Make no mistake: CRTs are the bureaucrat’s darling—“practical,” “policy-friendly,” and wonderfully abstract. Assign whole cities or school districts to “fast” or “slow” vaccine rollouts, measure death rates in aggregate, and voilà: “scientific evidence.” Only a zealot could applaud this statistical malpractice. CRTs blunt every sharp edge of causality. Intra-cluster correlation cannibalizes your sample’s power; cross-cluster contamination scrambles your groups; and the rare signal of a 1-in-20,000 fatality vanishes in the miasma of anonymized averages. More insidious still, CRTs routinely bypass informed consent: a principal or mayor signs the form, and you’ve conscripted thousands into an experiment they never agreed to.
Prasad has ridiculed the nutritional science that informs some of the sensible changes in diet that RFK Jr. and the new Surgeon General, Dr. Casey Means, recommend as “the lowest form of epidemiology.” He sneers that there's a huge cottage industry preying upon people with low credibility in nutrition science, and I don't have a lot of respect for that.” He insists every nutritional or lifestyle claim must be herded into an RCT.
Contrast this with Makary’s AI vision. Imagine harnessing machine-learning models to create “digital twins”—perfect virtual controls derived from electronic health records, genomic data, and real-world outcomes. These twins stand in for placebo arms, slashing enrollment burdens and preserving patient welfare. AI algorithms detect safety signals—myocarditis clusters, off-target infections—in days, not years; they personalize risk predictions down to the individual’s HLA type. We can run smaller, adaptive RCTs for initial proof, then let AI-driven surveillance pick up the slack for rare adverse events. It’s not a fantasy; it’s the future.

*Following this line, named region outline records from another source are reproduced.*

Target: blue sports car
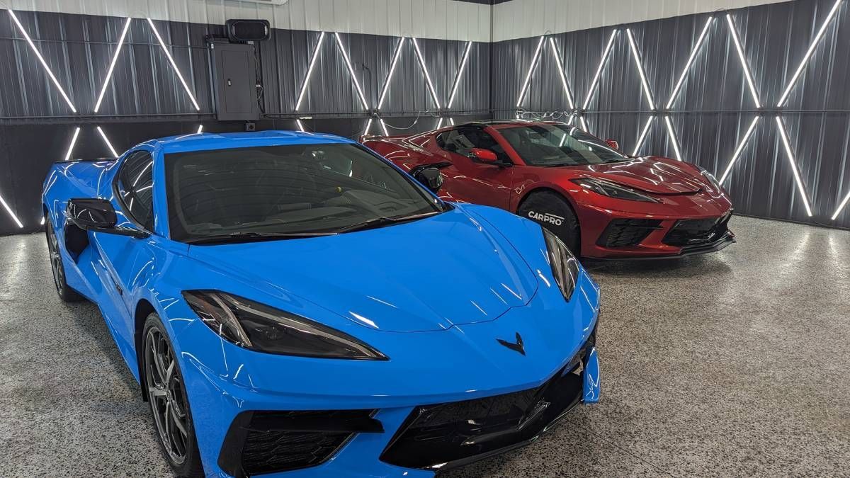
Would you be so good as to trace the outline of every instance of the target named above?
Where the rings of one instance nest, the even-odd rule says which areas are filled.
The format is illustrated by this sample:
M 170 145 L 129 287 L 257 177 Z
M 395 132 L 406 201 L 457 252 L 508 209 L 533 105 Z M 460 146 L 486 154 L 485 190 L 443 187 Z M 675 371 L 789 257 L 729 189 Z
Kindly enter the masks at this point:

Yet in Prasad’s kingdom, innovation is subordinate to ritual. He would rather smother AI-enabled efficiency under the weight of endless CRT mandates than admit that virtual controls or real-world evidence might ever suffice. If his proposal stands, a city could be randomized to receive an accelerated vaccine rollout. At the same time, its neighbor waits—**no parental consent, no individual follow-up, no chance to detect the subtle harms that matter most**. Should a preventable fatality occur, aggregated data will simply “fail to reach significance,” and life moves on.
We must choose between Makary’s AI-powered leap forward and Prasad’s self-defeating orthodoxy. Medicine needs rigor, yes, but not rigidity. We need “pluralistic evidence pathways*”—smaller, adaptive trials where ethical, virtual controls are necessary, robust AI surveillance everywhere. We must refuse the statisticians’ temptation to trade individual rights for cluster convenience.

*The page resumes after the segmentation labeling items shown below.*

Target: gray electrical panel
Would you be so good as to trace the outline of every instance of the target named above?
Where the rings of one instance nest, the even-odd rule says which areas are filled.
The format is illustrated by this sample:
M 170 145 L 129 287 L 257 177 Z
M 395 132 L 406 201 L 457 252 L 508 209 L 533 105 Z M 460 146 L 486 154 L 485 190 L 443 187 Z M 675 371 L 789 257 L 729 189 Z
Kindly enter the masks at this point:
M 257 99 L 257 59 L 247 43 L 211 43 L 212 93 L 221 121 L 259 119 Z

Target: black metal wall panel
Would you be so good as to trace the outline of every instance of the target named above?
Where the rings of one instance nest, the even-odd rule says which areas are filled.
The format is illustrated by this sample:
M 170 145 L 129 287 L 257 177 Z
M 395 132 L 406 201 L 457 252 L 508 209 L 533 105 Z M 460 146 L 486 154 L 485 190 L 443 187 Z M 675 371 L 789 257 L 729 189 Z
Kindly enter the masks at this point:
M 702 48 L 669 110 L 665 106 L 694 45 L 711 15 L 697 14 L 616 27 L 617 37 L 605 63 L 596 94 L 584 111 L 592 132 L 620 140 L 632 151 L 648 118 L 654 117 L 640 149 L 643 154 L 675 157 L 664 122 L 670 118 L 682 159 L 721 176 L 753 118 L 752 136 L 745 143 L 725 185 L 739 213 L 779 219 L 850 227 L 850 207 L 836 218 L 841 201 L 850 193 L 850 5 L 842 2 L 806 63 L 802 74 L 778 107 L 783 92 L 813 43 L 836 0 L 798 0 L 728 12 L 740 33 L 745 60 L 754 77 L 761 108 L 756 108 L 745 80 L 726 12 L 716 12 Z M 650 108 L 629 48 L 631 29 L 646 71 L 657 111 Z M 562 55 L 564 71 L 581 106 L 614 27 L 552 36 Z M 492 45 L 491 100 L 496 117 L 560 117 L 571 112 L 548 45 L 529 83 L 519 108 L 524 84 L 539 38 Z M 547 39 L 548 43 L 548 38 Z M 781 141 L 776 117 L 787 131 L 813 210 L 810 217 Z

Public health is not a sterile classroom exercise. It is a moral endeavor that honors every life, not as a data point in some municipal ledger but as a sovereign individual. To betray that principle in the name of “gold standards” is not science—it is regression. Let us heed Makary’s rallying cry for modernization and reject Prasad’s CRT absolutism before it ossifies into policy. Only then can we deliver cures faster, tailor therapies precisely, and keep the promise of science alive.